Although the magnitude of motion is not explicitly included in our formulation, it is obvious that with no patient motion, the dynamic (and 4D) dose will collapse to the 3D static dose. However, with a larger magnitude of tumor motion, the dose difference between different phases would increase, which may lead to increased difference between dynamic (and 4D) and 3D static doses.^{4, 12} Gating,²⁶ for example, is one way to reduce the effective magnitude of tumor motion. With the establishment of the maximum difference between dynamic dose and 4D dose in Eq. 10, it is possible not only to optimize the 4D dose to ensure coverage and normal tissue sparing but also to minimize the ΔD_max and thus reduce the patient dose uncertainty due to the interplay effect. Although the difference between the 4D and 3D doses was fairly small (2%-3%) and regardless of the tumor motion for most IMRT and VMAT treatments (and 3D static dose has often been used to approximate the 4D dose and the dynamic dose),^{7, 8, 10} 4D optimization with minimizing ΔD_max for IMRT could still potentially further reduce the dose to normal tissue and improve target coverage.^{18, 19} 4D optimization and dose calculation should be the preferred technique for scanning beam proton because of the larger error with 3D static dose calculation.^{4, 9, 13, 20, 21} However, the optimization process is highly modality dependent and therefore is not discussed in this paper.

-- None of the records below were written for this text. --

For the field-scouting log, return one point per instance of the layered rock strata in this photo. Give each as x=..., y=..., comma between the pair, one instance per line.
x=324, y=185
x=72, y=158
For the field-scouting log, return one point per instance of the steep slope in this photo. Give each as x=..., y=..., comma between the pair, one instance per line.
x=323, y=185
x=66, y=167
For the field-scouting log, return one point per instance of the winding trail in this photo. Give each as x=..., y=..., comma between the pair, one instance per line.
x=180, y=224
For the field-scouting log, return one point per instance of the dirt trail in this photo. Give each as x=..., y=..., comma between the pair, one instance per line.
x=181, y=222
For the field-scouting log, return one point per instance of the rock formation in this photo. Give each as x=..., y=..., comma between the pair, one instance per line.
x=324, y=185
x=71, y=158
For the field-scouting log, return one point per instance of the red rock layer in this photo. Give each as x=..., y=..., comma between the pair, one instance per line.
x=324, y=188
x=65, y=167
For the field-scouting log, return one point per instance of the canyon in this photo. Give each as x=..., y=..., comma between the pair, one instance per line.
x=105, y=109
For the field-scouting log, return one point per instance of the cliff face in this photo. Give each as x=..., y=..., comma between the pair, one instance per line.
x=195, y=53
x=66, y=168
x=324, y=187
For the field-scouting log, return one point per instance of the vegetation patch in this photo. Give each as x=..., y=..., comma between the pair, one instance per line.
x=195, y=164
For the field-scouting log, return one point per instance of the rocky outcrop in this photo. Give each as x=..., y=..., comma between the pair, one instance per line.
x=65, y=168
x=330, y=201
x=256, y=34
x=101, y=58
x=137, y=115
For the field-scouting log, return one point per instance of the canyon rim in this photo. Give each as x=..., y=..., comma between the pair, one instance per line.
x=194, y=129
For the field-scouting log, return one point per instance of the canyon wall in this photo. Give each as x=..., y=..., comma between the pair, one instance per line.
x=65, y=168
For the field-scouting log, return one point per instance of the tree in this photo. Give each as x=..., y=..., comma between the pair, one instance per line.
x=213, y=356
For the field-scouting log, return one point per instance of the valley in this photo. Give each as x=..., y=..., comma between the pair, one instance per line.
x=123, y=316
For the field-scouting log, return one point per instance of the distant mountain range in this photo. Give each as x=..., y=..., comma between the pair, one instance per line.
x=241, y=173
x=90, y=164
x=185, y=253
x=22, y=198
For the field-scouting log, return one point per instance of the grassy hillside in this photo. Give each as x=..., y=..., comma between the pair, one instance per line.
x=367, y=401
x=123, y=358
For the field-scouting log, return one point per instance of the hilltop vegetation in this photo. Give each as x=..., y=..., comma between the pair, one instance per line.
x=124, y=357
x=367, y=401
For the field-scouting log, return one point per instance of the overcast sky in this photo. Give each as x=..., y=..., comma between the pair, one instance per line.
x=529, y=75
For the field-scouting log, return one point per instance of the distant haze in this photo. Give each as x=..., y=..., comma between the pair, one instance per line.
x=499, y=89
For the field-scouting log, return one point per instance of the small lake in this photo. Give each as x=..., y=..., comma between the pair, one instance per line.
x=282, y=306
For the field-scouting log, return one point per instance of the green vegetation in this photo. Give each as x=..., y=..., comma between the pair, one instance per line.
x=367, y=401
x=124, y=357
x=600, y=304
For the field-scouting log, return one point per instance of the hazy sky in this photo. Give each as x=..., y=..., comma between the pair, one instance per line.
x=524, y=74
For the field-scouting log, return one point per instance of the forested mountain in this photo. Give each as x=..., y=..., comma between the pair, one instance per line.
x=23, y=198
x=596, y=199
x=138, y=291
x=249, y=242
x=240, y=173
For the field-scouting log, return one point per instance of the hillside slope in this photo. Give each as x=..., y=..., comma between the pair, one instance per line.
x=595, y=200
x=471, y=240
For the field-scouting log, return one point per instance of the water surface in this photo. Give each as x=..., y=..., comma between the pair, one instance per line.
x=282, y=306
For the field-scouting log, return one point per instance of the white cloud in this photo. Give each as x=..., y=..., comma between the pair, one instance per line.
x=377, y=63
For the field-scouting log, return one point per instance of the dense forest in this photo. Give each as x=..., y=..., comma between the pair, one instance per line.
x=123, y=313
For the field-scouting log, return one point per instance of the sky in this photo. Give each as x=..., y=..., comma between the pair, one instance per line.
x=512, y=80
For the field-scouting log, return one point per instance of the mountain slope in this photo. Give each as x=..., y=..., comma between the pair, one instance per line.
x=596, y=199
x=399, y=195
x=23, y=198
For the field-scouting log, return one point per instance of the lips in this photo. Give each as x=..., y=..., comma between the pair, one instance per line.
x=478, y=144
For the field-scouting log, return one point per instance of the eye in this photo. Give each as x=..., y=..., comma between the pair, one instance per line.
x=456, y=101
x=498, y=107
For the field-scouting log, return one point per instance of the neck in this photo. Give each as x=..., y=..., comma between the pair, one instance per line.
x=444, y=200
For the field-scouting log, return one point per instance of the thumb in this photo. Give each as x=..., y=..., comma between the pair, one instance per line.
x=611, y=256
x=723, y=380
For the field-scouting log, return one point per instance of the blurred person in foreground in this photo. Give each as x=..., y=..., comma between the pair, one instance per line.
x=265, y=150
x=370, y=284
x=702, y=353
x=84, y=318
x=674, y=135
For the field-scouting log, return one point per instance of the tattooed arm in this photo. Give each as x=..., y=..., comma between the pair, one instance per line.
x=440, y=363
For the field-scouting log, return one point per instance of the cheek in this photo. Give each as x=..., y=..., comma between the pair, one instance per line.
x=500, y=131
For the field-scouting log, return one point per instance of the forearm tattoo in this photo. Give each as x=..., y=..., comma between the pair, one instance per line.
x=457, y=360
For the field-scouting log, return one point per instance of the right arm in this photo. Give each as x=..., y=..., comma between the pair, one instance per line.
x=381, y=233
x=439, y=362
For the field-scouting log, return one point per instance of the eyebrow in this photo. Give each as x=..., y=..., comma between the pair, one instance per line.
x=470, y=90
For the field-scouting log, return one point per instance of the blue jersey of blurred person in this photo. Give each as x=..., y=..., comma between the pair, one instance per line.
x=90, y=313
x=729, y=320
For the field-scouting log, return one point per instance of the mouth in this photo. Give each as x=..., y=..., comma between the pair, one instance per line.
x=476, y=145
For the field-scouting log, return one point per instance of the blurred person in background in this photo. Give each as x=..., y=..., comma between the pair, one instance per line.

We assume there were no residual motions within each phase of the 4DCT and that the dose calculation of the 4D dose was accurate within each phase. These assumptions are patient dependant and heavily depend on the image quality of the 4DCT. Therefore it is important to improve the image quality and reduce artifacts in 4DCT (Refs. ²⁷ and ²⁸) to improve the 4D dose calculation accuracy. Although we have included breathing pattern change in our results, we assume the planning 4DCT being a good representation of the patient anatomy and breathing amplitude throughout the treatment, which may not be true and repeated volumetric images may still be necessary to detect anatomy changes. Biological effect of the dose average of 4D dose, which was done in fractionated treatment, has not been considered, and may require further investigation.

CONCLUSION

Dynamically accumulated dose will converge to the 4D accumulated dose after multiple deliveries, regardless of treatment modality and delivery properties. Bounds of the dynamic dose were established with 4D dose calculation, and a Poisson model was developed to quantify the motion induced dose uncertainties as a function of time.